Whenever I get into the cold pool after the sauna, I have a quick prayer that I say, and I say this every time I get in. I've found it to be really helpful because just about everything that I want to manifest is expressed through it, and I just find it to be a very settling prayer, so please feel free to use it yourself:
Our Father in heaven,
I surrender all to you.
Please turn me into the father and into the husband,
Who you would have for me to be,
Into a man who will fulfill your great commission,
And remove from me all judgment of others.
Grant me your heavenly wisdom.
Remove from me my worldly temptations.
Teach me how to listen to your still, small voice in the silence,
And fill me with your peace, your love, and your joy.
Now, on to breathwork.

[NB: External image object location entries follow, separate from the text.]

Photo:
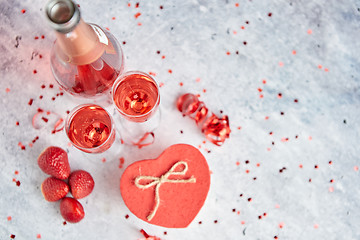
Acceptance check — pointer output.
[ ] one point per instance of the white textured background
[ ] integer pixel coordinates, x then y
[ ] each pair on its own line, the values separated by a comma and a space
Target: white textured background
201, 39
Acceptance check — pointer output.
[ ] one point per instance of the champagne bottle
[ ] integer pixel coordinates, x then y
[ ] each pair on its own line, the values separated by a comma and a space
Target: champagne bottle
85, 59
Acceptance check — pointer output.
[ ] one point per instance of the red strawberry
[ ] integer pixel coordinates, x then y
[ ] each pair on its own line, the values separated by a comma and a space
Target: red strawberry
71, 210
81, 183
54, 161
54, 189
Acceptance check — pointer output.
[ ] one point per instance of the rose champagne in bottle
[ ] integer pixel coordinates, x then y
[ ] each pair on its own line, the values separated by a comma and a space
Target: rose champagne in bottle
85, 59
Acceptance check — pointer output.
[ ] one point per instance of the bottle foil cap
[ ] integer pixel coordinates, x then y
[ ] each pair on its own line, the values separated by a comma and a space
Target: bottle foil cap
63, 15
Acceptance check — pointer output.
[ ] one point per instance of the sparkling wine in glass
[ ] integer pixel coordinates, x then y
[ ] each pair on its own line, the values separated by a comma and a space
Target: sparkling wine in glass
136, 97
90, 128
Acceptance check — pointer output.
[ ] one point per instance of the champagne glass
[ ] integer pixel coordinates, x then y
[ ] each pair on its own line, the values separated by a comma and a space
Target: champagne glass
136, 97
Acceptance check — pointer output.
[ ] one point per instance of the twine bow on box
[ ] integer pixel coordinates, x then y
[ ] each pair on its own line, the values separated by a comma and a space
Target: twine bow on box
163, 179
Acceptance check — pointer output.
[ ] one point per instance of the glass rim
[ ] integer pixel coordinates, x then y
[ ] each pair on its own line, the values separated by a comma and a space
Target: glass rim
71, 115
120, 78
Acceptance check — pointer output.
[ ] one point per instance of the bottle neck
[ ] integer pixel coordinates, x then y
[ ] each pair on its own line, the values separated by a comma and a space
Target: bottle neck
80, 46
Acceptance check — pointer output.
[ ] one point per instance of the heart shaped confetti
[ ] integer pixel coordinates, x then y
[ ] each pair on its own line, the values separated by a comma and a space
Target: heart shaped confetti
168, 191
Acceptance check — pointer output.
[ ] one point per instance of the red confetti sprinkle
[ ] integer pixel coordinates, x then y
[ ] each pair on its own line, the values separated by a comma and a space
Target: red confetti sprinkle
144, 233
21, 146
146, 140
137, 15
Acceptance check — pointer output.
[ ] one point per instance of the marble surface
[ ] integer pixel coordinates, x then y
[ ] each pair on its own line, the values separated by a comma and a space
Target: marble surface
289, 169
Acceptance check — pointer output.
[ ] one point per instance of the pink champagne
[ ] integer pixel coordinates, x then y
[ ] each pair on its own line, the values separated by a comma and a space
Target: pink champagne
136, 96
85, 59
90, 128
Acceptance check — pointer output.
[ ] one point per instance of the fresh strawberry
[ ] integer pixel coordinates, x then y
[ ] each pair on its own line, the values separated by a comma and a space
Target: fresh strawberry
54, 161
54, 189
71, 210
81, 184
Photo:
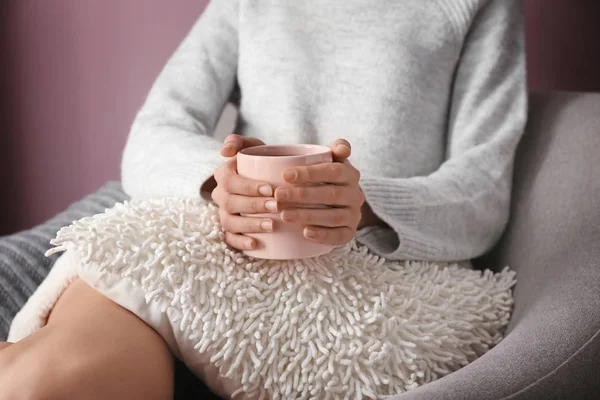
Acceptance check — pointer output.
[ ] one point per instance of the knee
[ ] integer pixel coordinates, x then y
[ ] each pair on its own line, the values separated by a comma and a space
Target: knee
35, 377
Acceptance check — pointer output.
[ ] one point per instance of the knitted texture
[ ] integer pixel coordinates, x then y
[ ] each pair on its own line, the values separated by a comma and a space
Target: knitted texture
22, 263
345, 325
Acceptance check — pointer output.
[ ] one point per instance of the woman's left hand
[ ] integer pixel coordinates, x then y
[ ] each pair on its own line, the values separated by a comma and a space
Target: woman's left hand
331, 184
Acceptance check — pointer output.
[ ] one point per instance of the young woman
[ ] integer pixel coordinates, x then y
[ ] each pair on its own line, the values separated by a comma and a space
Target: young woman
430, 95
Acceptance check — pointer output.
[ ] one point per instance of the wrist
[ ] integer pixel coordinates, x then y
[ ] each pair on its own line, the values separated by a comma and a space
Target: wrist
369, 218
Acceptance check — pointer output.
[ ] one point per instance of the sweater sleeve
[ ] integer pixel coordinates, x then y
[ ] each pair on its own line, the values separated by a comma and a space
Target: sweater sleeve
170, 150
459, 211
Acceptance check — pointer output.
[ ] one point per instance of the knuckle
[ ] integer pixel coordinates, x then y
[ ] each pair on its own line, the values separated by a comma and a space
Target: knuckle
303, 217
225, 221
227, 202
338, 218
331, 194
232, 138
300, 193
227, 182
334, 170
249, 188
361, 198
256, 206
346, 235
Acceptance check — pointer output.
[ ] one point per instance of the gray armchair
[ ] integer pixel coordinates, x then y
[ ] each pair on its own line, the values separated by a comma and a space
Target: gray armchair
552, 346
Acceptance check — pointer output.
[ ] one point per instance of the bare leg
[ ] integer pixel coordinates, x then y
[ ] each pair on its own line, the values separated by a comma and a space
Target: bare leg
91, 348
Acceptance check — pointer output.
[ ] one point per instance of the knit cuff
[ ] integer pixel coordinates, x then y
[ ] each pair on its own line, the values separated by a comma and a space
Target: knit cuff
395, 202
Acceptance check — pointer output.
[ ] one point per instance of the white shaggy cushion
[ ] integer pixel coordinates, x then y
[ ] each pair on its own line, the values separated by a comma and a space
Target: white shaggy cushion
347, 325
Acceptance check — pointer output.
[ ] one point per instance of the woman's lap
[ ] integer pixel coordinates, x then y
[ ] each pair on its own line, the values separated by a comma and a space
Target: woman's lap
90, 348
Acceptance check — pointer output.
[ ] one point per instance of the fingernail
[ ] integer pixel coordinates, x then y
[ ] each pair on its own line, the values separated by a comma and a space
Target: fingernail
265, 190
283, 194
310, 232
288, 215
290, 175
271, 205
266, 225
227, 148
342, 147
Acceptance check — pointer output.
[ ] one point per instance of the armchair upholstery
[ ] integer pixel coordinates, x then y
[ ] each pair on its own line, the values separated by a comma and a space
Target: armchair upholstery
552, 345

I work a ton… 10 to 12 hours, sometimes 15 hours a day, and I love my job, but it can get stressful at times so I always take brief Pomodoro pauses throughout the day for movement, stretching and breathwork.
During this work time, I'm podcasting, reading, writing, making videos and content for Kion, working on supplement formulations, advising and investing in different health and fitness companies, speaking at conferences, you get the idea. Throughout all of this, the one thing I've found to be very useful to control stress is breathwork, and I've basically got three methods that I really like and that I incorporate throughout my day.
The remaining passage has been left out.